The first thing that you need to understand is term weighting schemes. Each term that the engine knows about can be assigned a weight for each document that it appears in. The idea is that the weight assigned to a term indicates how important that term is for that particular document. For example, one of the most popular term weighting schemes assigns high weights to terms that are frequent in a given document but infrequent in the rest of the collection. The idea is that such terms are good discriminators for a document.
Tim mentioned something like this approach in passing in his On Search series. There are a lot of term weighting functions out there. Moffat and Zobel have an interesting paper where they describe a framework into which all of the various functions can be placed, if you're interested in the gory details.
Once we've decided on our term weighting function, we need to talk about the Vector Space Model of Information Retrieval. Given a collection of documents, we'll call N the number of unique terms in the collection. Even for small collections, N can get pretty big. For example, a small collection of about 16,000 documents that I use has about 27,000 unique terms! In the Vector Space Model we represent each document as a vector in an N-dimensional space.
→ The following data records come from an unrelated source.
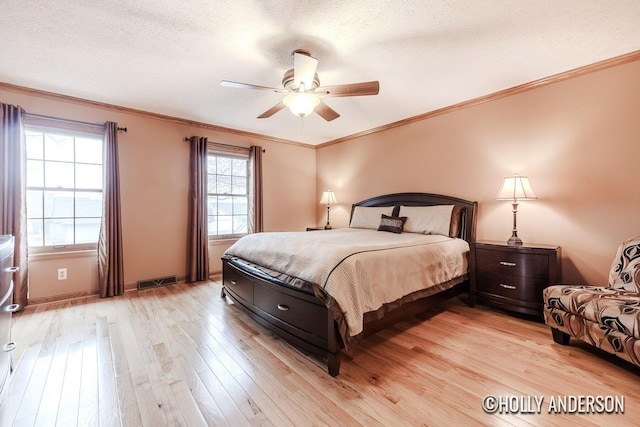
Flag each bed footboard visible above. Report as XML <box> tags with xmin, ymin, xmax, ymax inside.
<box><xmin>221</xmin><ymin>259</ymin><xmax>342</xmax><ymax>377</ymax></box>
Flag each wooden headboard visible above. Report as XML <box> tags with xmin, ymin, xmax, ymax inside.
<box><xmin>351</xmin><ymin>193</ymin><xmax>478</xmax><ymax>243</ymax></box>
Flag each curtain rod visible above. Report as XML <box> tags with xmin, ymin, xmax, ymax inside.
<box><xmin>25</xmin><ymin>113</ymin><xmax>127</xmax><ymax>132</ymax></box>
<box><xmin>184</xmin><ymin>136</ymin><xmax>267</xmax><ymax>153</ymax></box>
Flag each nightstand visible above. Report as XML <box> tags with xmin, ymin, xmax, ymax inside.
<box><xmin>469</xmin><ymin>241</ymin><xmax>560</xmax><ymax>317</ymax></box>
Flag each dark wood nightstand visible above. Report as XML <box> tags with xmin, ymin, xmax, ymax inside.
<box><xmin>469</xmin><ymin>241</ymin><xmax>560</xmax><ymax>317</ymax></box>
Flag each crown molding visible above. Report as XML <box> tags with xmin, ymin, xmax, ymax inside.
<box><xmin>316</xmin><ymin>50</ymin><xmax>640</xmax><ymax>149</ymax></box>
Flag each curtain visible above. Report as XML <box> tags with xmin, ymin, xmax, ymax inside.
<box><xmin>249</xmin><ymin>145</ymin><xmax>264</xmax><ymax>233</ymax></box>
<box><xmin>0</xmin><ymin>104</ymin><xmax>29</xmax><ymax>309</ymax></box>
<box><xmin>186</xmin><ymin>136</ymin><xmax>209</xmax><ymax>282</ymax></box>
<box><xmin>98</xmin><ymin>122</ymin><xmax>124</xmax><ymax>298</ymax></box>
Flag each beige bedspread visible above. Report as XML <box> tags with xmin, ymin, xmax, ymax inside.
<box><xmin>225</xmin><ymin>228</ymin><xmax>469</xmax><ymax>337</ymax></box>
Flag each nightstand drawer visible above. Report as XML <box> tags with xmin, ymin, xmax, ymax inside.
<box><xmin>476</xmin><ymin>272</ymin><xmax>549</xmax><ymax>303</ymax></box>
<box><xmin>476</xmin><ymin>248</ymin><xmax>549</xmax><ymax>280</ymax></box>
<box><xmin>469</xmin><ymin>241</ymin><xmax>560</xmax><ymax>317</ymax></box>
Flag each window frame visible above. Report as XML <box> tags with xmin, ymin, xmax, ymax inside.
<box><xmin>24</xmin><ymin>115</ymin><xmax>105</xmax><ymax>254</ymax></box>
<box><xmin>206</xmin><ymin>149</ymin><xmax>252</xmax><ymax>241</ymax></box>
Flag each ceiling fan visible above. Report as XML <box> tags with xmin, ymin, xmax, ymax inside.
<box><xmin>220</xmin><ymin>49</ymin><xmax>380</xmax><ymax>121</ymax></box>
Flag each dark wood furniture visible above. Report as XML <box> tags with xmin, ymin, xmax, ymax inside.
<box><xmin>222</xmin><ymin>193</ymin><xmax>477</xmax><ymax>376</ymax></box>
<box><xmin>469</xmin><ymin>241</ymin><xmax>560</xmax><ymax>318</ymax></box>
<box><xmin>0</xmin><ymin>235</ymin><xmax>18</xmax><ymax>402</ymax></box>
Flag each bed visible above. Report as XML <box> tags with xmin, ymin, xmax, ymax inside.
<box><xmin>221</xmin><ymin>193</ymin><xmax>477</xmax><ymax>376</ymax></box>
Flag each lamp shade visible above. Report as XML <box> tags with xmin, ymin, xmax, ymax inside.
<box><xmin>282</xmin><ymin>92</ymin><xmax>320</xmax><ymax>117</ymax></box>
<box><xmin>496</xmin><ymin>174</ymin><xmax>537</xmax><ymax>200</ymax></box>
<box><xmin>320</xmin><ymin>190</ymin><xmax>338</xmax><ymax>205</ymax></box>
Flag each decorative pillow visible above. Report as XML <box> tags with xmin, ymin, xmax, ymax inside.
<box><xmin>398</xmin><ymin>205</ymin><xmax>454</xmax><ymax>236</ymax></box>
<box><xmin>378</xmin><ymin>214</ymin><xmax>407</xmax><ymax>234</ymax></box>
<box><xmin>609</xmin><ymin>236</ymin><xmax>640</xmax><ymax>292</ymax></box>
<box><xmin>349</xmin><ymin>206</ymin><xmax>394</xmax><ymax>230</ymax></box>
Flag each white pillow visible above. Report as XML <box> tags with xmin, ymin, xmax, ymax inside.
<box><xmin>349</xmin><ymin>206</ymin><xmax>394</xmax><ymax>230</ymax></box>
<box><xmin>398</xmin><ymin>205</ymin><xmax>453</xmax><ymax>236</ymax></box>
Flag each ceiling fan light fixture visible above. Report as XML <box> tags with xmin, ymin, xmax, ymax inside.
<box><xmin>282</xmin><ymin>92</ymin><xmax>320</xmax><ymax>117</ymax></box>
The components of the vector are the term weights assigned to that document by the term weighting function for each of the N unique terms. Clearly, most of these are going to be 0, since only a few of the N terms actually appear in any given document.
There are a number of similarity measurements that we can use on this vector space representation of the documents (Moffat and Zobel discuss a number of these.) For example, one could simply calculate the Euclidean distance between the points. This might not be the best approach, especially since longer documents will tend to be artifically far away from shorter documents.
One of the more popular similarty measures is to calculate the angle between the vectors for two documents. In most of the formulations of this measure, we first normalize the document vectors to unit length. This allows us to approximate the cosine of the angle between the two vectors by taking the vectors' dot product and it avoids the longer-vs-shorter documents problem.